Certified equipment fails
Published: Thursday, April 1, 2004 at 6:01 a.m.
Last Modified: Wednesday, March 31, 2004 at 10:57 p.m.
It appalls me, but does not surprise me, to learn that the State Division of Elections feels the need to certify holes in a plastic sheet ("Braille voting aid rejected for now," The Sun, March 25).
It is naive of Doug Hornbeck to think that his $1.50 device will be tolerated when the state has already sanctioned a solution to allow the blind to vote: $5,000 devices from two vendors, one of which will give sales commissions to a former secretary of state.
The Division of Elections is a bureaucracy that could never tolerate a simple solution whose accuracy can readily be verified, preferring faith-based paperless electronic machines that have been condemned by the computer security community as untrustworthy and unverifiable.
Certified equipment includes the likes of that used in Bay County, where in this year's presidential preferential election Dick Gephardt had a 2-1 lead over John Kerry. If that were not a race where a certain outcome was expected, the error would have never been caught.
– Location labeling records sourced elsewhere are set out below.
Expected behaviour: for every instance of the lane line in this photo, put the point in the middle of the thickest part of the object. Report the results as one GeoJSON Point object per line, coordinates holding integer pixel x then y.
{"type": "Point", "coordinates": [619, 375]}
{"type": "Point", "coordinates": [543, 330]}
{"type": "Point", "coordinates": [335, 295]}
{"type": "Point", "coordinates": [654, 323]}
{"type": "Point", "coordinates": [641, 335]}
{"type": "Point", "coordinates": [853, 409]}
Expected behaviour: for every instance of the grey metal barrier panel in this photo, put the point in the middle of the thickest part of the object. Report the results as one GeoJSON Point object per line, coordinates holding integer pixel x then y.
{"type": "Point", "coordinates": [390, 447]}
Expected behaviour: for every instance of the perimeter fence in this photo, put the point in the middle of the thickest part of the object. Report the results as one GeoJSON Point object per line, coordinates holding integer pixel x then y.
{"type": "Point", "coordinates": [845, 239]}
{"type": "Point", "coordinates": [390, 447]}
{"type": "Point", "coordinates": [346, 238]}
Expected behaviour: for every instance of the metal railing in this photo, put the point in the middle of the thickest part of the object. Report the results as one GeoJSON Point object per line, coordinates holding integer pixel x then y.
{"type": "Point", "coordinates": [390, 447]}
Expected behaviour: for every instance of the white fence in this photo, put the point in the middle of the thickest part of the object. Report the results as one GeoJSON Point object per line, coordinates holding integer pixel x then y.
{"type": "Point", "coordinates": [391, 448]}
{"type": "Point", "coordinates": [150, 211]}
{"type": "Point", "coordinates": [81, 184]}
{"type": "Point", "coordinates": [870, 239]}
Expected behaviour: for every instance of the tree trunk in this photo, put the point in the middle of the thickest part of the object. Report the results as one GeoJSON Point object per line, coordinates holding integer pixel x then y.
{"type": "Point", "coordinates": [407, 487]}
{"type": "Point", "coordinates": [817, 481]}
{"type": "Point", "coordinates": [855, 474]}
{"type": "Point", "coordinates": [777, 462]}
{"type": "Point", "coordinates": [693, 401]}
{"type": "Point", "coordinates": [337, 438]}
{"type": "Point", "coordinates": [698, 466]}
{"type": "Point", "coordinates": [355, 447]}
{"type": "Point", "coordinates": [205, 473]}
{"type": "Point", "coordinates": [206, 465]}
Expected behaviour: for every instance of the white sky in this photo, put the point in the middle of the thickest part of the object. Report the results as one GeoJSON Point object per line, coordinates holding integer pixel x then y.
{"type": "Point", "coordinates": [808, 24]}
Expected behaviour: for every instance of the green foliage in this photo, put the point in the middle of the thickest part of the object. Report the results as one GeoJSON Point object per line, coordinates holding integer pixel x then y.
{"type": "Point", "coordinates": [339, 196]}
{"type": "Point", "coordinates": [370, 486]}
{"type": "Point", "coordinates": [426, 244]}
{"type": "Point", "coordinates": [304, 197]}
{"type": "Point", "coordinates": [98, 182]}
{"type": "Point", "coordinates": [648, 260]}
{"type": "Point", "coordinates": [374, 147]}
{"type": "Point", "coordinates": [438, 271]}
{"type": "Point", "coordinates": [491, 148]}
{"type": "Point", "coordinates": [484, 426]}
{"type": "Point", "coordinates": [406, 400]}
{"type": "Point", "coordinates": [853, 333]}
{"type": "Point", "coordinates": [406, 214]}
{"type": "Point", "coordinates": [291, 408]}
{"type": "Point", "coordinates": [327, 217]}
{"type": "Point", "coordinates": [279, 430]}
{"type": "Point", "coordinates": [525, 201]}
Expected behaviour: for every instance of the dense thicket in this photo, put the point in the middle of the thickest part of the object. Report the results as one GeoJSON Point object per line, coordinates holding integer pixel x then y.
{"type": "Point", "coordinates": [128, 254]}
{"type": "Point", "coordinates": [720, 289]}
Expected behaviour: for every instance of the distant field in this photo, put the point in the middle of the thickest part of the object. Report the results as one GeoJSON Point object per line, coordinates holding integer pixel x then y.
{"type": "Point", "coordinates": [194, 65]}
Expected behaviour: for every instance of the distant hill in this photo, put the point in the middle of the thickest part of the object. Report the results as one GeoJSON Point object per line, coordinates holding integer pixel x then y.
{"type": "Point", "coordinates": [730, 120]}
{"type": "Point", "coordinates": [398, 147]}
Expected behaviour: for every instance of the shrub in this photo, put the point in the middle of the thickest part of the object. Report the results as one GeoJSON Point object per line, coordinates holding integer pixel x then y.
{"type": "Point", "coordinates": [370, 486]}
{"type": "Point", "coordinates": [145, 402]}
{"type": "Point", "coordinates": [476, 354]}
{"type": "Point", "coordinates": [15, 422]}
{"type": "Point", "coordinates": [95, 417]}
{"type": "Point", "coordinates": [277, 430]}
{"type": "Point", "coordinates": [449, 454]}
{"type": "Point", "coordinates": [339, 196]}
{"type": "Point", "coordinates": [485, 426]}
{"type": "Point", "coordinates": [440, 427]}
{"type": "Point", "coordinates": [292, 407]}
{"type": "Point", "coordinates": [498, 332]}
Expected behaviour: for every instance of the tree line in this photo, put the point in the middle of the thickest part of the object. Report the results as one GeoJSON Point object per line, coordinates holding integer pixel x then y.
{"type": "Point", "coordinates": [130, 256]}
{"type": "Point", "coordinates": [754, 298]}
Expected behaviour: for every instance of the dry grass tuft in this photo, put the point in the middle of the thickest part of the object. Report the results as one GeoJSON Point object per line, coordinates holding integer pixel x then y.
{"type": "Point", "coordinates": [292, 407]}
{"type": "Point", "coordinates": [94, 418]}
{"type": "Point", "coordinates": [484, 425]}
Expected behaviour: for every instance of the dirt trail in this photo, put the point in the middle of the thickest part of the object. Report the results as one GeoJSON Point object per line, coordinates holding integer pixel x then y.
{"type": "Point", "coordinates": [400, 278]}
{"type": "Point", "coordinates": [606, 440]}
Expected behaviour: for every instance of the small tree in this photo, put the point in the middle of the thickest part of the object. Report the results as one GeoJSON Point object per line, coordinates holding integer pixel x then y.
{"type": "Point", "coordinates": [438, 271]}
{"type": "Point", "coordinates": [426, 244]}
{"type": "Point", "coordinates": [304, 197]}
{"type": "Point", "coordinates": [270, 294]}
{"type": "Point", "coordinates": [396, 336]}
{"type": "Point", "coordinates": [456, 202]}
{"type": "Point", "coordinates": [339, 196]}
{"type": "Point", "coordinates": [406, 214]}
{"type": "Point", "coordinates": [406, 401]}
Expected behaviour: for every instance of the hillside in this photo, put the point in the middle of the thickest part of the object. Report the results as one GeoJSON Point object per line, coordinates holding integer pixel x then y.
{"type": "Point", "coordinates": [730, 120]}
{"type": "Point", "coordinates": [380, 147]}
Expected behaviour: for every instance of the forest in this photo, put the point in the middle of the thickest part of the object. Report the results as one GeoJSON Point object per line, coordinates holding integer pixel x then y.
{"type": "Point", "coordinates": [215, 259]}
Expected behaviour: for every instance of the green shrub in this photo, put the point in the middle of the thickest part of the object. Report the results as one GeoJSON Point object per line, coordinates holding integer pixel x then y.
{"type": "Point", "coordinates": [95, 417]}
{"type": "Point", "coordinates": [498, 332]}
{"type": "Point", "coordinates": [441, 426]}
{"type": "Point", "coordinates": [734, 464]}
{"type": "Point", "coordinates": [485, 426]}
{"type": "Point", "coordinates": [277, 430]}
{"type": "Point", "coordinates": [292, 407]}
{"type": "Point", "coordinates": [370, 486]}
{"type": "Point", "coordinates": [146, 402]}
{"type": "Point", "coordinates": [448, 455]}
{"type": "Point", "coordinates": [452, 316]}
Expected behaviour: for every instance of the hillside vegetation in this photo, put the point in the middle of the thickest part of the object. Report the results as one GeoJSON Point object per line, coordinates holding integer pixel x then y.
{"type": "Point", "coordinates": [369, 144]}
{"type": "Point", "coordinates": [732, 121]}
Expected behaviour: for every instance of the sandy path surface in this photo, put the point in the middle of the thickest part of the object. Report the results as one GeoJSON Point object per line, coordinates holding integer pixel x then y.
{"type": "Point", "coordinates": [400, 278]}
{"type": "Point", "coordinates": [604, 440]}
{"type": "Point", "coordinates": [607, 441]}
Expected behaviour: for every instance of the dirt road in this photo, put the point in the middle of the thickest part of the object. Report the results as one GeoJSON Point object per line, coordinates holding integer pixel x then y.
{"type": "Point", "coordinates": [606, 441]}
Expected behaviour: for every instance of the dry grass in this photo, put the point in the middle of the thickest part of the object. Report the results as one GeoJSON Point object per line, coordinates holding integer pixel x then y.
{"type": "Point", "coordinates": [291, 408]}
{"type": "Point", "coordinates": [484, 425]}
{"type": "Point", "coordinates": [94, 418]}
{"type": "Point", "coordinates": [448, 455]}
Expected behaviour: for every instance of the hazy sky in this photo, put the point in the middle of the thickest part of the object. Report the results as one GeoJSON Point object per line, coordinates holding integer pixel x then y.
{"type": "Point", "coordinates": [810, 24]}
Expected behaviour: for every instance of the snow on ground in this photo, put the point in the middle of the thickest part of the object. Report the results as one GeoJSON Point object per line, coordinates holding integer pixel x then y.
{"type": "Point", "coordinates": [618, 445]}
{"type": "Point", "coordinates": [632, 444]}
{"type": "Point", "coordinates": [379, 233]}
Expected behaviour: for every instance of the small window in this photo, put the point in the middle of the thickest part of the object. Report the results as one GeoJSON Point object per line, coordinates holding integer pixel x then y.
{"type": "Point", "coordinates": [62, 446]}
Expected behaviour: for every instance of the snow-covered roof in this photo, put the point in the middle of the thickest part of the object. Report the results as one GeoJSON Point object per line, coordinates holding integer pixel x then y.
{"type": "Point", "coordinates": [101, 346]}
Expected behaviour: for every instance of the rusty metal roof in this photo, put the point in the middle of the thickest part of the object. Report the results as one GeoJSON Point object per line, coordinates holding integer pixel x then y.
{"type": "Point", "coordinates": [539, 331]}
And, if there had been two candidates with 51 percent and 49 percent of the vote, no one would have been suspicious, the results would not have been close enough to trigger a recount, and the wrong candidate would have been declared the winner. But that's OK: it would have been done on certified equipment that has, unlike Doug Hornbeck's plastic sheet, been thoroughly and rigorously tested.
Certified equipment has caused enough recent problems to fill up this whole newspaper. Alas, no standards exist to certify holes made in plastic, and certification is far more important than common sense.
And, for the bottom line, uncertified equipment doesn't make anyone rich.